Some Sacred Cows add to the game without taking anything away (imo). The Tarrasque is a powerful monster and epic challenge for adventurers. The Deck of Many Things causes a lot more grief than you think it would, but is a fun part of the game. Some Sacred Cows are parts of the game, and I think they should always be an option. Vancian casting is a signature part of D&D, if you enjoy playing D&D/PF spellcasters you enjoy the planning and resource management aspect of Vancian casting. I think there should optional, magic point based casting (which is tough to make work, or at least introduces its own problems). Alignment has problems, I'd like to see optional alternative alignment systems. My take on alignment is that it is 1970s morality imposed on a game of western European medieval fantasy- the game and settings used have expanded, while the LG paladin and CE red dragon still embody the extremes of the alignment spectrum. Alignment might be the quintessential Sacred Cow, the game and the real world have changed since its introduction, it ties the game to the boxed set roots (for good and for bad).

And maybe free digital cookies/hugs should be a part of D&D, or at least D&D/PF messageboards.

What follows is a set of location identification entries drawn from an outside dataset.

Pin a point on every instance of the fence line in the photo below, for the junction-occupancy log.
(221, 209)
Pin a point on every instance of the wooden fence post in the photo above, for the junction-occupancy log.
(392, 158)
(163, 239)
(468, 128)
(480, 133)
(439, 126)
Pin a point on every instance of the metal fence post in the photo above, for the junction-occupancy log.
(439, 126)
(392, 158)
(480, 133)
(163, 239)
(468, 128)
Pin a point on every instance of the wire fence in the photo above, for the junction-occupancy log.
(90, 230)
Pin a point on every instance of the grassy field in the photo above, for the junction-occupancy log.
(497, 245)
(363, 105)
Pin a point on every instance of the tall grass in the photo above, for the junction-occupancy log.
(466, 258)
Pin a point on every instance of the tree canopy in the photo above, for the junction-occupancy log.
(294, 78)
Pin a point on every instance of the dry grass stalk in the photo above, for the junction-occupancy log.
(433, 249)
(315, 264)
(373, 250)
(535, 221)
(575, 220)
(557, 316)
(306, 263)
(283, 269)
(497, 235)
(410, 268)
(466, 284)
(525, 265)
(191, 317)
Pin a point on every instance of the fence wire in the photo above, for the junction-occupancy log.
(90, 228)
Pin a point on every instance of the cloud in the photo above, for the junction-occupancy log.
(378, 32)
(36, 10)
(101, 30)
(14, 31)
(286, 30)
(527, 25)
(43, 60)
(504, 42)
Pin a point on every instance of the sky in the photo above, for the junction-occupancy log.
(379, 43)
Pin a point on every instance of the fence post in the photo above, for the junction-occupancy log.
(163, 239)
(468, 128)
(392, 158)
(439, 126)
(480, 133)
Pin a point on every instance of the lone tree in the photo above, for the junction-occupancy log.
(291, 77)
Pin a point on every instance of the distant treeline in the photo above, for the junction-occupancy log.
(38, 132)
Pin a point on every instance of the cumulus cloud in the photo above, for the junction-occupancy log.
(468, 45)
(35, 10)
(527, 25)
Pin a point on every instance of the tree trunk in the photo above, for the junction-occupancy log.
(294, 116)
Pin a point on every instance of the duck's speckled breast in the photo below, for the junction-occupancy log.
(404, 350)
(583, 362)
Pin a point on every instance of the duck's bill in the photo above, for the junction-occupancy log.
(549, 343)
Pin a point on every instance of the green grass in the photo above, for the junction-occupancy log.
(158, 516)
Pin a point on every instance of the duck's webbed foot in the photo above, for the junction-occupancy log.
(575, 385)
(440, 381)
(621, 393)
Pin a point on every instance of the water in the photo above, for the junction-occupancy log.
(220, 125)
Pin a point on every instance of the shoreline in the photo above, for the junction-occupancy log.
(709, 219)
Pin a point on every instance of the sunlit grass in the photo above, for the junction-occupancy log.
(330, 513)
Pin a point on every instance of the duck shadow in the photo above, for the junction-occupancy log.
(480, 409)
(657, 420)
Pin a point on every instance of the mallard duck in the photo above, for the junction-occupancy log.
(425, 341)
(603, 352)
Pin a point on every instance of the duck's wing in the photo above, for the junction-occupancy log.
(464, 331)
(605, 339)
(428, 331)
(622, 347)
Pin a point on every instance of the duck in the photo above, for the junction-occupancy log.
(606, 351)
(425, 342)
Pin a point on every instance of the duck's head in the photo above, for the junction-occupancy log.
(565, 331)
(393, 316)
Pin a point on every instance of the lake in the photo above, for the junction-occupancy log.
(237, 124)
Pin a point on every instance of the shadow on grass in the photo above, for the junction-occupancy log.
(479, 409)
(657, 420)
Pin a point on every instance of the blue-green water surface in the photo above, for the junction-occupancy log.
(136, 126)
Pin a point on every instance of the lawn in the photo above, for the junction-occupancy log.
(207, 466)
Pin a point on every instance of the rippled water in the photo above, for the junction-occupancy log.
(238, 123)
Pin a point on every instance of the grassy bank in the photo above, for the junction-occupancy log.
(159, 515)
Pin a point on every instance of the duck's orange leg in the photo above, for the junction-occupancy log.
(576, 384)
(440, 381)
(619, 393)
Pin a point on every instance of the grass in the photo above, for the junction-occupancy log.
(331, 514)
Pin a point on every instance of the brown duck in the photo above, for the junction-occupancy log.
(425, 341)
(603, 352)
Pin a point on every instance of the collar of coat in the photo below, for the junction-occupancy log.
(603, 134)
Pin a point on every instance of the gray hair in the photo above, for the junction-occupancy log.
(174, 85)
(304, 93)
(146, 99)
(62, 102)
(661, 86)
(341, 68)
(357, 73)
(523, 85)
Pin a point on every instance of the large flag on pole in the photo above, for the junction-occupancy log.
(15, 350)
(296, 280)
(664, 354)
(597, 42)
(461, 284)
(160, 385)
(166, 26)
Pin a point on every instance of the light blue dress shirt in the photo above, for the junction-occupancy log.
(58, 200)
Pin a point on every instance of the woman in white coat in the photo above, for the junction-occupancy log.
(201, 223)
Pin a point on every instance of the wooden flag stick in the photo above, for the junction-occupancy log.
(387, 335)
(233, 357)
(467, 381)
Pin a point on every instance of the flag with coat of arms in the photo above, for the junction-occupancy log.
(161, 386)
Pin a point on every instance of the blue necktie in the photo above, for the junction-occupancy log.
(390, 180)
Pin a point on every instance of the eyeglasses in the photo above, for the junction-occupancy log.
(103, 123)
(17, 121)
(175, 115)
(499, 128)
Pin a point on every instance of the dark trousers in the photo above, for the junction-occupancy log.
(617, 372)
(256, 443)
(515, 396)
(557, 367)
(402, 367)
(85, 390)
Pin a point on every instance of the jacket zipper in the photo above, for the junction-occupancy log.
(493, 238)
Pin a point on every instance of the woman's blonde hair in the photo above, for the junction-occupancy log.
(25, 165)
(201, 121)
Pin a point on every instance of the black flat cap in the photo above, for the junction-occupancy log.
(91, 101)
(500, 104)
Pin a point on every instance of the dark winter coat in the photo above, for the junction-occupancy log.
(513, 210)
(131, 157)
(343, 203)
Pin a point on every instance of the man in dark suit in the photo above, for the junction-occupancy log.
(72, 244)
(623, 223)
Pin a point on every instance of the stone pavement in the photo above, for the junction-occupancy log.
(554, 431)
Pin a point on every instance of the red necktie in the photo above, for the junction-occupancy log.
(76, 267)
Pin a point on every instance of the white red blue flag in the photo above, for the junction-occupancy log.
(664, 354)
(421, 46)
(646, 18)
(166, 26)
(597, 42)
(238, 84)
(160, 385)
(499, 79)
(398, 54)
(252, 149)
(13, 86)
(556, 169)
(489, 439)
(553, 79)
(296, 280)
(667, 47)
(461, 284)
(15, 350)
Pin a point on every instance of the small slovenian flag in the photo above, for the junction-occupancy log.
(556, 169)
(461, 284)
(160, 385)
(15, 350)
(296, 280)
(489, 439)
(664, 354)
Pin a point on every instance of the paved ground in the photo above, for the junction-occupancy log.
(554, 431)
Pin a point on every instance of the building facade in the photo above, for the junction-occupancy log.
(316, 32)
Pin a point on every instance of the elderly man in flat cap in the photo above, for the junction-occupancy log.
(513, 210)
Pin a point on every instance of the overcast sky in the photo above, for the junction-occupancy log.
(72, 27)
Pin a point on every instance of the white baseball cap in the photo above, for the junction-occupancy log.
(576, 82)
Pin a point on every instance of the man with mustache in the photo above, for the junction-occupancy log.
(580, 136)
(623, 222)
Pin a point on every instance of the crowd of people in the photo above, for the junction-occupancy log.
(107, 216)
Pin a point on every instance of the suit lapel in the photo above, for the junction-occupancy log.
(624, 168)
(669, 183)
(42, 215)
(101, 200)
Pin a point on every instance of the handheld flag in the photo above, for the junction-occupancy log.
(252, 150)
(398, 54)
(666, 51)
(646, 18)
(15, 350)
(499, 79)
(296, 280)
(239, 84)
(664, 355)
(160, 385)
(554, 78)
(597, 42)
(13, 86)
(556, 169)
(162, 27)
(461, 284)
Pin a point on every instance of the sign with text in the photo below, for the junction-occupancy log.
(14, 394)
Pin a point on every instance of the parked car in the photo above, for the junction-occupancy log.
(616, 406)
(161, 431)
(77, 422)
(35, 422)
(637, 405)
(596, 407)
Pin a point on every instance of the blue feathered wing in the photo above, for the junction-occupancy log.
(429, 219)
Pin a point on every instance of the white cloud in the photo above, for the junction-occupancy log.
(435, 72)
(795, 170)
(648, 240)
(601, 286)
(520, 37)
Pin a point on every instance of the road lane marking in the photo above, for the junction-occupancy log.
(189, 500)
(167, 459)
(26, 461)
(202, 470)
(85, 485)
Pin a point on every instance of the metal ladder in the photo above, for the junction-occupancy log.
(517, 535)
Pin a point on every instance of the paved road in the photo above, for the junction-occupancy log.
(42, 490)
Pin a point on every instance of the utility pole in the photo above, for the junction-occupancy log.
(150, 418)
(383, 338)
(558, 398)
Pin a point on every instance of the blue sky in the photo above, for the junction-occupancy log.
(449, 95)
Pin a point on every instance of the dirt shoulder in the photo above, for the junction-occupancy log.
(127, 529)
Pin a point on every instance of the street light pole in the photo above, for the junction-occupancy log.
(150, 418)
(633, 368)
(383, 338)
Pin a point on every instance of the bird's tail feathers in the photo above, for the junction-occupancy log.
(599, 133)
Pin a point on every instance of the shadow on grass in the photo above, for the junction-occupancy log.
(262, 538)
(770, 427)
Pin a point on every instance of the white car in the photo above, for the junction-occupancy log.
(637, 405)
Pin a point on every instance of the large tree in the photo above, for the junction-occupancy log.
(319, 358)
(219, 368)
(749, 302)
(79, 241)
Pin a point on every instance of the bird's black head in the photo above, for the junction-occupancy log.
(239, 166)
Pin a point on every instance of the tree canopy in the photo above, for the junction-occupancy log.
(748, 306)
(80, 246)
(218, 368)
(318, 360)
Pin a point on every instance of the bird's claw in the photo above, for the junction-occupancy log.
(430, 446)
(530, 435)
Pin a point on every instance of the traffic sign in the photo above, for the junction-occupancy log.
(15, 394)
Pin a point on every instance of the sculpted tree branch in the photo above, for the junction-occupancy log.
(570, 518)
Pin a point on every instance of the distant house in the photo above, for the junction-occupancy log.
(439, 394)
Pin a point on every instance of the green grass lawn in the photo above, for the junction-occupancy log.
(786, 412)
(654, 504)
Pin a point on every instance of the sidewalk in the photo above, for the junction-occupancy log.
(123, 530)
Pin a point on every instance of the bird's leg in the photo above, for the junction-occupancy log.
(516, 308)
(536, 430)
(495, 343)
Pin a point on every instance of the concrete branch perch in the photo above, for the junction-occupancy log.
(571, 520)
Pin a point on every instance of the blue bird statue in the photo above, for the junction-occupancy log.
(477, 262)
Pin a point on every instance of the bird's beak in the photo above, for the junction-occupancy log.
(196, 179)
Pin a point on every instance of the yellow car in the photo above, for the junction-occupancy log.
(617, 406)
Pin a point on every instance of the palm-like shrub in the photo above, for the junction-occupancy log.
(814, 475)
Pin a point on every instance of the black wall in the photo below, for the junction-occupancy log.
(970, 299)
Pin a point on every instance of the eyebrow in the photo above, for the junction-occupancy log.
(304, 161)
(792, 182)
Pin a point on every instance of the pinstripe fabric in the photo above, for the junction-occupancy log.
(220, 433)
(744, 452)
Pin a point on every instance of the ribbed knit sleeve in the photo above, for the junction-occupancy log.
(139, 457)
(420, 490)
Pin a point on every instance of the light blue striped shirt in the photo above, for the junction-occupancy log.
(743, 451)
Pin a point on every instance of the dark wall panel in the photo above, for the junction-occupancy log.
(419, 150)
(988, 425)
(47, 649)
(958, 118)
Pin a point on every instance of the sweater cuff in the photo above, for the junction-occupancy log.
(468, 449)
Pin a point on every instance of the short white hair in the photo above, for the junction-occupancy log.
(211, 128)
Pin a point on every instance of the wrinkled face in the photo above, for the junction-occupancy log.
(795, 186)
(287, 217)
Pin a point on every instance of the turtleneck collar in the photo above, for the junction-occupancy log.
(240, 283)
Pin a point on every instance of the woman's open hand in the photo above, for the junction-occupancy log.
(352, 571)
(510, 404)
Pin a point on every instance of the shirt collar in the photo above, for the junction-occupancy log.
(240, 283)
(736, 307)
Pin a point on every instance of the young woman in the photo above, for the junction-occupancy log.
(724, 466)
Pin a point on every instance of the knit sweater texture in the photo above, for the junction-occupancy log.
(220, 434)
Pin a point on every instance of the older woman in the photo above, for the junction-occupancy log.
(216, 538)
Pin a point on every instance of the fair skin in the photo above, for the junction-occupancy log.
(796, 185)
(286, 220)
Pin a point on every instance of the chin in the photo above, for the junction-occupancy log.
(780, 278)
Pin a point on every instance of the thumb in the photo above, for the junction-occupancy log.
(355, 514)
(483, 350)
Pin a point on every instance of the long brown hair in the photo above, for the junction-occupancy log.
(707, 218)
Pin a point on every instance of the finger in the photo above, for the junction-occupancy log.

WHY DO YOU KEEP CHANGING ALIASES FOR NO REASON!?


1 person marked this as a favorite.

It's too mainstream otherwise.


That's it. I'm cashing in my Sword +2 to buy this cow and turn it into steaks.


TriOmegaZero wrote:
Cookies and hugs should be sacred cows.

Does that mean we can't eat them?

Or does it mean that we can add the sacred cow to the dinner menu?

Nom...beef...


ED-209 wrote:
TriOmegaZero wrote:
Cookies and hugs should be sacred cows.

Does that mean we can't eat them?

Or does it mean that we can add the sacred cow to the dinner menu?

Nom...beef...

I think it means you eat them extra often, bad for your waistline, good for morale. Can we get a hugs and cookies option just like favorites now?

ParagonDireRaccoon wrote:
I consider the thread productive. I've changed my view on WBL, in some ways it is a good thing but it results in the "Magical Treadmill" effect of needing certain items (attribute boosts and cloaks of resistance). In 1st and 2nd ed getting a magic item was a big deal. 3rd ed's wealth by level was cool because you were guaranteed magic items, but now it's pretty much assumed that characters will have certain items.

I'm sure there are a few ways around it, though some more complicated than others.


So it sounds like there's a consensus that some Sacred Cows are good for/essential to the game, and some could/should be updated. I'd like to see optional alternates to alignment (I would stick with the nine alignments but I think the game would benefit from one or more alternatives), wealth by level (possibly reduced WBL with increased bonuses built-in), Vancian casting (I love Vancian casting but imo the game would benefit from an alternative system), iterative attacks (an option to use ia to increase damage to a single attack instead of only being able to use them for more attacks and make a standard action attack give half of total iterative attacks at higher levels, rounded up).

It sounds like there is also consensus that digital hugs and cookies are good thing.


ParagonDireRaccoon wrote:
So it sounds like there's a consensus that some Sacred Cows are good for/essential to the game, and some could/should be updated.

But what about XBOWS there is a 300 post thread wanting better uptions for XBOWS but you didn't mention them once!